FPGAs provide huge amount of processing power, usually in much more energy efficient way than GPUs, especially when it has to do with integer arithmetic. FPGAs also offer higher flexibility than ASICs, that is required currently to support the different ZKP implementations (variety of elliptic curves, proving schemes), and adapt to new protocols.
However, the main challenge of FPGAs is the ease of deployment at scale and integration with high level languages and frameworks. An efficient accelerator for NTT and MSM operations is not just enough. A critical part is the abstraction layer that will allow the ZKP accelerators to be integrated with the emerging framework ecosystem from networks like Polygon, Starkware, Aleo and other leading companies in the ZK domain. The abstraction layer that will allow seamless integration of the ZKP accelerators with libraries, like libsnark, rapidsnark , bellman or winterfell, is extremely important for the efficient utilization of every FPGA system. Also the integration of ZKP frameworks with FPGAs must allow deployment at scale.
InAccel has a long experience on the efficient deployment of FPGAs at scale. Therefore, when we first came across ZKP we managed to integrate open-source FPGA accelerators with widely used ZK libraries extremely fast. In just a couple of weeks we did e2e integrations of FPGAs with frameworks like Polygon Hermez, Nightfall and Miden. Using the InAccel software stack (resource management and accelerator orchestration) we enabled the fast and efficient integration of FPGA provers with two state-of-the-art ZK circuit compilers, namely Circom and ZoKrates.

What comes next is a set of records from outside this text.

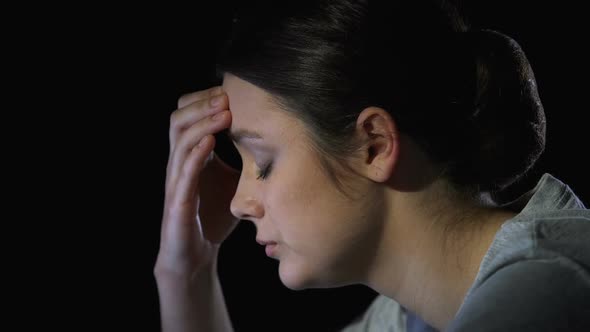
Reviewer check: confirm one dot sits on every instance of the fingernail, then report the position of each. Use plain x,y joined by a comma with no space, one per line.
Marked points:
216,100
204,141
218,116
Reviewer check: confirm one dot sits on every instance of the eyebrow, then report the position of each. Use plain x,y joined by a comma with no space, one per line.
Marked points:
238,135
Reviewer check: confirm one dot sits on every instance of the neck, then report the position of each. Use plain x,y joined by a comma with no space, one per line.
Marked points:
427,266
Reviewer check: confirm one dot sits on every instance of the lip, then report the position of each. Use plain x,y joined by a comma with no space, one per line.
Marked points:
265,242
270,249
270,246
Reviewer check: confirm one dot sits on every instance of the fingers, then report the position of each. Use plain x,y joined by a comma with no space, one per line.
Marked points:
185,117
192,136
188,180
190,98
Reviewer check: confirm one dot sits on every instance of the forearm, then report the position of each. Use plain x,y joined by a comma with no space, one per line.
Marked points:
192,305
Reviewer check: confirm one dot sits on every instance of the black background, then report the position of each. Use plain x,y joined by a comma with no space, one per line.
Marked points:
108,77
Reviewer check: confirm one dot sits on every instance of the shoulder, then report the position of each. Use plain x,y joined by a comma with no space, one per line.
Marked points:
541,294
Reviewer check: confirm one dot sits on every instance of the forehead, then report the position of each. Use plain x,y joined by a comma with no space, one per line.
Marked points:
254,109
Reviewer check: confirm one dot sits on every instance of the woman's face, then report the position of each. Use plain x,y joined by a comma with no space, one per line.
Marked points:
323,239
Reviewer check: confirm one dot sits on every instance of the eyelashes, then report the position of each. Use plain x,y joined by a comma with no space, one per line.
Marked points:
265,172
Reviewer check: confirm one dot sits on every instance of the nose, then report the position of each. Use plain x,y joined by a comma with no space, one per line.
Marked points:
245,206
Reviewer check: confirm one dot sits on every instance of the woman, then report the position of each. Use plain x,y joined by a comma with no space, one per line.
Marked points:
375,140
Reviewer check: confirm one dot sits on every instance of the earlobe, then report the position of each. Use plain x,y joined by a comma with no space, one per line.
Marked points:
378,129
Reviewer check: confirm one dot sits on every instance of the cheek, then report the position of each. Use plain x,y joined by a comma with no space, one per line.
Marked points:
304,208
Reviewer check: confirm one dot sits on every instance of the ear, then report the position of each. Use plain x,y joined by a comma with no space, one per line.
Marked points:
380,152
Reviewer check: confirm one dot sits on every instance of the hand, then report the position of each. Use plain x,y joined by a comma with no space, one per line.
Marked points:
199,188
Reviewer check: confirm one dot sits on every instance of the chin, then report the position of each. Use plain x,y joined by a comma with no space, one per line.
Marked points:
298,277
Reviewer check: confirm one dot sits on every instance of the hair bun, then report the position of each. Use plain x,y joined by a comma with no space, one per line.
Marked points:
508,131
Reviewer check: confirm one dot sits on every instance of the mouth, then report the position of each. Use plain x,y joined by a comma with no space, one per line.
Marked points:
270,249
270,246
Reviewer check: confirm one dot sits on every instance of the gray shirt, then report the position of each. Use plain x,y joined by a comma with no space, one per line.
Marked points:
534,277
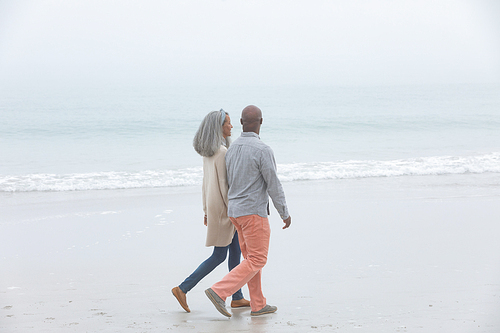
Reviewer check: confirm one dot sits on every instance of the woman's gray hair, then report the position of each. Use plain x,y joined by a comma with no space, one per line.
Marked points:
209,138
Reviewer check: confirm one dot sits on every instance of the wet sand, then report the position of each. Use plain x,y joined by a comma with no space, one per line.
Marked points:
402,254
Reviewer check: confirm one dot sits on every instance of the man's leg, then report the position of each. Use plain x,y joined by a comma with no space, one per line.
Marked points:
254,241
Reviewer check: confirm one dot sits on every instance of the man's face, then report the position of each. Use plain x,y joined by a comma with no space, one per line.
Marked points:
226,128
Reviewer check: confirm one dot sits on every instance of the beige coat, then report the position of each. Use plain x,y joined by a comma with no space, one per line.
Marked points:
220,230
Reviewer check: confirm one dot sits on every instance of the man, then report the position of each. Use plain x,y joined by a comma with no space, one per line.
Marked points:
252,178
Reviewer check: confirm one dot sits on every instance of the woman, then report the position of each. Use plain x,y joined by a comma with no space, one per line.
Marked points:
211,142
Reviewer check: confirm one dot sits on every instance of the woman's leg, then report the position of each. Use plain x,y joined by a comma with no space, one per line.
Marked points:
217,257
234,260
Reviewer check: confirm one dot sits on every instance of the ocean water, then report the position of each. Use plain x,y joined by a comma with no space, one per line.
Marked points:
91,138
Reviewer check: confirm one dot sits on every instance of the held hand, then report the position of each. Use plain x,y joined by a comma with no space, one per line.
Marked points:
287,222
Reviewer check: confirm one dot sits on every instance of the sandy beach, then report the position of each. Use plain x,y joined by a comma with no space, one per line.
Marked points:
400,254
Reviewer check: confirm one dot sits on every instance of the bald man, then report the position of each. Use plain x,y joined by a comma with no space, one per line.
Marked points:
252,179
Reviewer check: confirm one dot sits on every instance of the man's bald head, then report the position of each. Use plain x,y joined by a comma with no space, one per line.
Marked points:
251,119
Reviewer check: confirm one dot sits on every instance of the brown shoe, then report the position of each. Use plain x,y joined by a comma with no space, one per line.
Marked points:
240,303
181,297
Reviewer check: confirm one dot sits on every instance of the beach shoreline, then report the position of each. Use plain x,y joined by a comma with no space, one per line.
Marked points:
384,254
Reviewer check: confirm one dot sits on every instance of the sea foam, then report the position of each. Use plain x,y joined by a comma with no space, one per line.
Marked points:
436,165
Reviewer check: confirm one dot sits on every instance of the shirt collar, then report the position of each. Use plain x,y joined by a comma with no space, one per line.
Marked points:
250,134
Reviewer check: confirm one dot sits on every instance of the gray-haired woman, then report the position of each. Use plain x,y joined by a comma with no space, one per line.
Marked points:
211,141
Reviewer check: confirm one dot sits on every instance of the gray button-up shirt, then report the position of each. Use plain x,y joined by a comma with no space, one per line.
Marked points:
252,178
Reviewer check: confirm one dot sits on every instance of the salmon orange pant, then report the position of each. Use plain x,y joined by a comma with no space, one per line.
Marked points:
254,233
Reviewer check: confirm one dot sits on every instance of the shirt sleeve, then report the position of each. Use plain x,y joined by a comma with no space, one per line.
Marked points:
274,188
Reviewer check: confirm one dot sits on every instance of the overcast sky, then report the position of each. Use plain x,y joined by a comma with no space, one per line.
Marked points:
249,42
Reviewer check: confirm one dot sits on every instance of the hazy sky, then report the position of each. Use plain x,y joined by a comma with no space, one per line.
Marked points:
252,41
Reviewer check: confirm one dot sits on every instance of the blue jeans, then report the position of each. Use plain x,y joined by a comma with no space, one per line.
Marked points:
217,257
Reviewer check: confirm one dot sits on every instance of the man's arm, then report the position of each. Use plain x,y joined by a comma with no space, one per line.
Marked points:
274,188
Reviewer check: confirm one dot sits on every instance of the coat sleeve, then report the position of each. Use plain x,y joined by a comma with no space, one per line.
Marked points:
203,191
220,167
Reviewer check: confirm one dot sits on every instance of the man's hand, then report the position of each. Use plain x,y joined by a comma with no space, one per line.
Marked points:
287,222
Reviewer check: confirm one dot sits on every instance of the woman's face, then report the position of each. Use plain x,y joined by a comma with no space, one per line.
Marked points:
226,128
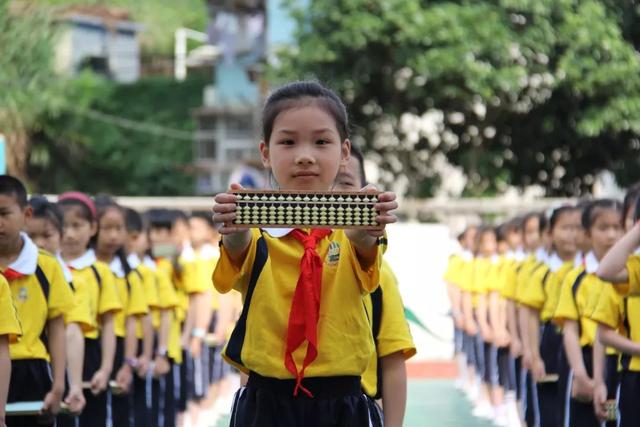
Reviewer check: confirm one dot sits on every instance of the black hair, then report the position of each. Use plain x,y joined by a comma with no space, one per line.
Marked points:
557,213
482,230
296,94
205,216
542,220
83,209
177,215
630,199
103,204
44,209
13,187
133,220
357,153
160,218
514,224
595,208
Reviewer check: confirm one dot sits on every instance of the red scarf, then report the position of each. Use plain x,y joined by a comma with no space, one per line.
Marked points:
10,274
305,307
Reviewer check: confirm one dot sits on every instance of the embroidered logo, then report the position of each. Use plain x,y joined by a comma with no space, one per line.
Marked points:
334,253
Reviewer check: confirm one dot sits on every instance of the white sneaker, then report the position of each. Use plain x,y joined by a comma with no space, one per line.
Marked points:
483,410
513,415
501,420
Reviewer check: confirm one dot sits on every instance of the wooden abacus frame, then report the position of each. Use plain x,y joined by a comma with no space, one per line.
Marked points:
305,209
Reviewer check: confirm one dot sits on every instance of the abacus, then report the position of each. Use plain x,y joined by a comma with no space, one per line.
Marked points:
30,408
612,410
297,209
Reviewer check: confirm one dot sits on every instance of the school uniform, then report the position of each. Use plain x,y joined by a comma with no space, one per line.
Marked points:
451,277
131,292
40,293
9,323
482,276
94,278
81,315
619,308
163,412
541,294
529,392
175,270
390,332
142,387
266,345
577,299
465,283
508,276
198,266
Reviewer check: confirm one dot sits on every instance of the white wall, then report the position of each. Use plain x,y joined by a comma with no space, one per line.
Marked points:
418,254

Today InAccel releases the first end-to-end integration of FPGAs with multiple, state of the art, ZK frameworks. ZK Playground (https://play.zkaccel.io ) is an interactive web-based development environment that allows anyone to test zkSNARK circuits on top of FPGAs, using the libraries of their choice: Circom, gnark or ZoKrates. Developers, both experts and beginners, can now fast and effortlessly experiment on new creative ZK systems, from the comfort of their browser. The playground currently uses open-source FPGA accelerator designs, with limited performance, but it will be soon powered by the new InAccel FPGA accelerators.
The InAccel orchestration layer also allowed us to provide easy deployment at scale and on demand. This basically means that InAccel FPGA clusters can provide the elasticity that is required to efficient process a huge amount of proof generation tasks even when the demand for proofs changes over time. The integrated solution can be deployed either on in-house FPGA clusters or at cloud FPGA clusters.
ZKP is considered by many one of the most notable innovations in the last fifty years of computer science. Zero Knowledge Proofs (ZKPs) offer unique properties that make them essential components of various blockchain scaling and privacy solutions, including ZK rollups. FPGAs when combined efficiently with the right abstraction, for transparent integration and scaling, could be just the right computing platform for this emerging market that will affect many areas in the near future.